定額残業代

Q.弊社では定額残業代を導入しているのですが、未払い残業代が発生している可能性があるのではと指摘されました。どのような確認が必要でしょうか。

 

A.
未払い残業代が発生している可能性としましては、主に以下の2パターンが考えられると思います。

①定額残業代の設定時に、残業代を少なく見積もっていた場合。
②設定した定額残業時間を超えて残業をしていたのに、超えた分が支払われていない場合。

パターン①について
定額残業代(固定残業代)とは、あらかじめ会社が一定時間の残業を想定し、その分の残業代を毎月定額で支払うことを言います。
しかしこの定額残業代は、会社の都合で好き勝手に金額を設定していいという訳ではありません。
労働基準法により、時間外労働には通常の賃金の1.25、深夜労働には0.25、法定休日労働には1.35の割増賃金が必要とされています。
定額残業代には、「○○時間分の定額残業代○円を含む。」等の記載があると思いますが、これが労働基準法に満たない場合にはその部分が未払い残業代となる場合があります。

パターン②について
定額残業代を設定しているからと言って、毎月その定額残業代分だけを支払っていればよいというものではありません。
毎月の残業時間の把握をせず、定額残業代だけを支払っている場合には、未払いが発生している可能性があります。
設定した定額残業時間を超えて残業が発生した場合には、超えた分の残業代は別途支払いが必要となります。
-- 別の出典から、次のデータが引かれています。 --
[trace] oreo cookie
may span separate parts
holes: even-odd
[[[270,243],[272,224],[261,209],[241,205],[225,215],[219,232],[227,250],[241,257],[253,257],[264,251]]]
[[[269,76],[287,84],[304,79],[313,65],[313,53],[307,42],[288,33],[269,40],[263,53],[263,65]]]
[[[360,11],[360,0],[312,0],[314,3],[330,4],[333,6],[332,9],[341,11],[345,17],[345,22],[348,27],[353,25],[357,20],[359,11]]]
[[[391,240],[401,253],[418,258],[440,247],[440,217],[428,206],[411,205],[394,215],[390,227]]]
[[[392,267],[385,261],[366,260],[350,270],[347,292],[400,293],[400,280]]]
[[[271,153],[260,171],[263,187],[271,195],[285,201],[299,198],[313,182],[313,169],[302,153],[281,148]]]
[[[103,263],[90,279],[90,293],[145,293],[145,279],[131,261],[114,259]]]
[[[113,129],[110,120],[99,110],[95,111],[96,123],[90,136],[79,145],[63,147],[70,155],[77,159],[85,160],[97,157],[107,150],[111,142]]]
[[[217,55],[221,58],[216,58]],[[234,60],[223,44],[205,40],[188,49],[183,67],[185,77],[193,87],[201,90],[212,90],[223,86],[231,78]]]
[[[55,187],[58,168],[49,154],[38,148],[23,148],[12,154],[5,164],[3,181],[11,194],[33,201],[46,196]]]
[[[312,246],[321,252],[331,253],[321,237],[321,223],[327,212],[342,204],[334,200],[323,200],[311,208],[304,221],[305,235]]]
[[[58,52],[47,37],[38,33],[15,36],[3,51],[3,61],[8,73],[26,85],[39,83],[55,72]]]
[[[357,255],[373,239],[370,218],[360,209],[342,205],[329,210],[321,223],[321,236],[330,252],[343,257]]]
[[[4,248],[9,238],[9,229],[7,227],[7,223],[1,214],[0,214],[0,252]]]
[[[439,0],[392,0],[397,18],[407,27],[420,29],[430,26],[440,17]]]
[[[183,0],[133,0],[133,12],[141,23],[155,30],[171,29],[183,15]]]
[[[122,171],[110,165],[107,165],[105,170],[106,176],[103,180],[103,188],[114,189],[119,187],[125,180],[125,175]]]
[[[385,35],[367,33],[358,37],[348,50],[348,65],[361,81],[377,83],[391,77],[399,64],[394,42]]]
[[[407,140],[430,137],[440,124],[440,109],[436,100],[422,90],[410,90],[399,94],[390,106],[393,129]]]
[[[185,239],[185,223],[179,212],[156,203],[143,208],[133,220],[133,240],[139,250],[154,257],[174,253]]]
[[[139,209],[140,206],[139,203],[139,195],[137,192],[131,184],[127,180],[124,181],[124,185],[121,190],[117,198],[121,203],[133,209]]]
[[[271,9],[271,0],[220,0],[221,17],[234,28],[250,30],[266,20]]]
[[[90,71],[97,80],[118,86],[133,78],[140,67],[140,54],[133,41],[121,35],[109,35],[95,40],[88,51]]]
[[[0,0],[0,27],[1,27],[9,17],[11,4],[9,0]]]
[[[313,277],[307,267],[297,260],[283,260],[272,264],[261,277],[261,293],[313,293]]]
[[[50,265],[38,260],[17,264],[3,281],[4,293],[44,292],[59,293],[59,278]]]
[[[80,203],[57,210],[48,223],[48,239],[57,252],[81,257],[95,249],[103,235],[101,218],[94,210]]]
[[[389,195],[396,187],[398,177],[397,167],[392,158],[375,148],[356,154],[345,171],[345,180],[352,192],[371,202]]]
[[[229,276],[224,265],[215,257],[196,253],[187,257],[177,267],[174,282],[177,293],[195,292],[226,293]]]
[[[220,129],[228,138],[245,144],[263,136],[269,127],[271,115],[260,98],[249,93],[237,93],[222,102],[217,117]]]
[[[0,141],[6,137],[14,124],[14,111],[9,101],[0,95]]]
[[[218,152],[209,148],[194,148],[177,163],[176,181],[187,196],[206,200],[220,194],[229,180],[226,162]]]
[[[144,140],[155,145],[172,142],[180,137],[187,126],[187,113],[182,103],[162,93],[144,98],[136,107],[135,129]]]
昨今、この定額残業代をめぐる裁判が頻発しており、相次いで制度の無効判断が出ています。

定額残業制度は、労務管理の簡便化等のメリットがある一方、制度設計、導入の経緯や方法、従業員への制度の十分な説明と理解がされているかなど、正しい運用がなされていなければ、未払い残業代が発生したり、裁判になるリスクがあります。

今一度、適切に運用がなされているか確認の上、専門家に相談されることをお勧め致します。